Chuck Bednar for redOrbit.com Your Universe Online
Behavioral scientists and other academic researchers are increasingly turning to social media to find subjects for their studies, but doing so could lead to erroneous results with serious implications, computer experts from Carnegie Mellon University (CMU) in Pittsburgh and McGill University in Montreal report in a newly published study.
According to the authors of the paper, which was published in the November 28 edition of the journal Science, social media appears attractive to researchers behind behavioral studies because it gives them a quick and inexpensive way to gather massive amounts of data about peoples thoughts and feelings. Some of those dataset may be misleading, however, they explained.
In their paper, Carnegie Mellons Juergen Pfeffer and McGill Universitys Derek Ruths note that thousands of research papers each year are based on information gathered through social media. However, they contend that scientists need to find ways for correcting the inherent biases in information gathered from the likes of Facebook and Twitter, or at the very least acknowledge that there could be issues with such data.
Not everything that can be labeled as Big Data is automatically great, said Pfeffer, an assistant research professor in CMUs Institute for Software Research, explained in a statement. He said that while many researchers believe that if they can gather a large enough dataset, it will overcome any potential biases or distortions inherent in that data, but the old adage of behavioral research still applies: Know Your Data.
He and Ruths, an assistant professor of computer science at McGill, said that even though the problem is far from insignificant, social media is still difficult to resist as a source of data.

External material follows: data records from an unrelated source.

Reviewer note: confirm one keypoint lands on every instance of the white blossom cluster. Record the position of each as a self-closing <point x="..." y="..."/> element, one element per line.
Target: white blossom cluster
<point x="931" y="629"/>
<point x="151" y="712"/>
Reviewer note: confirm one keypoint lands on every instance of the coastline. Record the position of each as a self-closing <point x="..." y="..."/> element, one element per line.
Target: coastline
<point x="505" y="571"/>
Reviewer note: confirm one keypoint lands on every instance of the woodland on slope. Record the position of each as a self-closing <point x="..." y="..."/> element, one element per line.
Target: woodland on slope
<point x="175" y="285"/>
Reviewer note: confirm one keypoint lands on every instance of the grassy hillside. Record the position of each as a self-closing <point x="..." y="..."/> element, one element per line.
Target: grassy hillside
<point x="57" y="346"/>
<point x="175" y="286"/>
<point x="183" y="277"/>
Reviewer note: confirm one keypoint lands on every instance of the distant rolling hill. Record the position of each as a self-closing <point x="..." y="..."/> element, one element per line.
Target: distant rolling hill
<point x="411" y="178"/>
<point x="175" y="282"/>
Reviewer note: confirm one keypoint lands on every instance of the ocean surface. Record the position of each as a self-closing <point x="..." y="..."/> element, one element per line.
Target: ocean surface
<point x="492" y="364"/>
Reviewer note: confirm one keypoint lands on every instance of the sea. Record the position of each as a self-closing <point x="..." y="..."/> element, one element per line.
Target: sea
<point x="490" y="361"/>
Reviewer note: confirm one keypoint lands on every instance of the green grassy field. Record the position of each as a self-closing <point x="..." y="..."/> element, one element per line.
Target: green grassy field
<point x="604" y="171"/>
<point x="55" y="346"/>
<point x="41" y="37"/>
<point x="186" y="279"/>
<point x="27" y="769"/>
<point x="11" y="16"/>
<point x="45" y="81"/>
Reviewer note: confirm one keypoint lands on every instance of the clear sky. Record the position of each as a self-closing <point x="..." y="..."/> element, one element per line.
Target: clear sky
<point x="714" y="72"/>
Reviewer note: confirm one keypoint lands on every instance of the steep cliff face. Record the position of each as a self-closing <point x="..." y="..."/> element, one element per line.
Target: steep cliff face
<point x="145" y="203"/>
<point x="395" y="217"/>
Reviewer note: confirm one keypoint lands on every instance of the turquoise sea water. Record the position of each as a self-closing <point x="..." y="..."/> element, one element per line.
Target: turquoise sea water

People want to say something about whats happening in the world and social media is a quick way to tap into that, Pfeffer said. For example, following 2013s Boston Marathon bombing, he said he collected 25 million tweets related to the topic in just two weeks time.
The main problem, according to the researchers, is the attempt for study authors to generalize their results to a broad population. However, social media sites often have significant population biases in that different social networks attract different types of users. For example, Pinterests membership is primarily females aged 25 to 34 with average household incomes of $100,000, while Instagram appeals mostly to adults under the age of 29, African-Americans, Latinos, women and urban dwellers, Pfeffer and Ruths explained.
Other possible issues include the fact that publically available data feeds may not necessarily provide an accurate representation of the platforms overall data; the design of a social media platform may impact how users behave, and what behavior can be measured (for example, the lack of a dislike button on Facebook makes it harder to detect negative responses to content); and large numbers of bots and spammers may masquerade as human users, and thus their input may mistakenly be incorporated into behavior-related measurements and predictions.
Researchers often report results for groups of easy-to-classify users, topics, and events, making new methods seem more accurate than they actually are, McGill Universitys Chris Chipello explained. For instance, efforts to infer political orientation of Twitter users achieve barely 65 percent accuracy for typical users even though studies (focusing on politically active users) have claimed 90 percent accuracy.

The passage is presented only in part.